Die ATU Autoteile Unger AG verschiebt ihren Börsengang. Das Unternehmen begründete dies am Mittwoch mit den "schwierigen Marktbedingungen für Neuemissionen und der unsicheren Stimmung an den Börsen".

Weiden - Die an der Transaktion beteiligten Parteien seien sich einig, dass derzeit die für einen erfolgreichen Börsengang erforderliche Bewertung nicht dem tatsächlichen Wert des Unternehmens entspreche, sagte ATU-Vorstandsvorsitzender Werner Aichinger.

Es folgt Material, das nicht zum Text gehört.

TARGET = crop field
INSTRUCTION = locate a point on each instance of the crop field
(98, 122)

ATU und sein Mehrheitsaktionär, die britische Beteiligungsgesellschaft Doughty Hanson, halten den Angaben zufolge jedoch weiterhin an einem Börsengang für das Unternehmen fest. Ursprünglich war der Start des Bookbuildings für den 28. Mai geplant. Das Unternehmen wollte ursprünglich am Donnerstag in einer Pressekonferenz Details zum Börsengang bekannt geben.

ATU war 1985 in Weiden als Familienunternehmen gegründet worden und hat sich seitdem zur größten herstellerunabhängigen Werkstattkette in Deutschland entwickelt. Das Unternehmen betreibt 461 Werkstätten und hat mehr als 12.000 Mitarbeiter. Zu dem geplanten Volumen des Börsengangs hat ATU bislang keine Angaben gemacht. Experten gehen davon aus, dass es sich um mindestens eine Milliarde Euro handelt.

ATU ist nach den Unternehmen X-Fab und Siltronic bereits der dritte Kandidat binnen drei Monaten, der einen Börsengang angekündigt, dann aber wieder zurückgezogen hat.